Exosomes from hypoxia-treated human adipose-derived mesenchymal stem cells enhance angiogenesis through VEGF/VEGF-R

Background: We previously reported that co-transplantation of exosomes from hypoxia-preconditioned adipose mesenchymal stem cells (ADSCs) improves the neoangiogenesis and survival of the grafted tissue. This study aimed to investigate the molecular mechanism of this protective effect. Methods: Exosomes were collected from normoxia-treated (nADSC-Exo) or hypoxia-treated (hypADSC-Exo) human ADSCs, and their pro-angiogenic capacity was evaluated in human umbilical vein endothelial cells (HUVECs) and a nude mouse model of subcutaneous fat grafting. Protein array was used to compare the exosome-derived proteins between nADSC-Exo and hypADSC-Exo. Results: Compared with the nADSC-Exo group and untreated control, hypADSC-Exo treatment significantly promoted proliferation, migration and tube-formation capability of HUVECs.
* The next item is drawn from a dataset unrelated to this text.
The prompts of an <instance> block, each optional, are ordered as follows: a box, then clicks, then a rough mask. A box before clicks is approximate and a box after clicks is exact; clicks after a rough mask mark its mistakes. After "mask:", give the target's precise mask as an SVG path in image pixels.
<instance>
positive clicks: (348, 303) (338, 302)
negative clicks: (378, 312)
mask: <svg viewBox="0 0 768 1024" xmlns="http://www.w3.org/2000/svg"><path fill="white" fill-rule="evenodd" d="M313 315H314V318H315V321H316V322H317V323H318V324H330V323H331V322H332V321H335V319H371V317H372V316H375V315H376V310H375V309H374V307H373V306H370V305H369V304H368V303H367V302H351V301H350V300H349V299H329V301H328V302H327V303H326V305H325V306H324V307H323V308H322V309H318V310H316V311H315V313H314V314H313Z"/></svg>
Protein array revealed that the levels of vascular endothelial growth factor (VEGF), epidermal growth factor (EGF), fibroblast growth factor (FGF) and their receptors (VEGF-R2, VEGF-R3), and monocyte chemoattractant protein 2 (MCP-2), monocyte chemoattractant protein 4 (MCP-4) were significantly higher in the hypADSC-Exo than in the nADSC-Exo. In the nude mice model of fat grafting, immunofluorescence of CD31 showed that hypADSC-Exo dramatically improved neovascularization around the graft. Furthermore, compared with nADSC-Exo and control groups, cotransplantation of hypADSC-Exo significantly increased the protein expression of EGF, FGF, VEGF/VEGF-R, angiopoietin-1(Ang-1) and tyrosine kinase with immunoglobulin-like and EGF-like domains 1(Tie-1, an angiopoietin receptor) in the grafted tissue at 30 days after transplantation. Immunohistochemical analysis demonstrated that hypADSC-Exo treatment significantly increased VEGF-R expression in the grafted tissue. Conclusions: Exosomes from hypoxia-treated human ADSCs possess a higher capacity to enhance angiogenesis in fat grafting, at least partially, via regulating VEGF/VEGF-R signaling.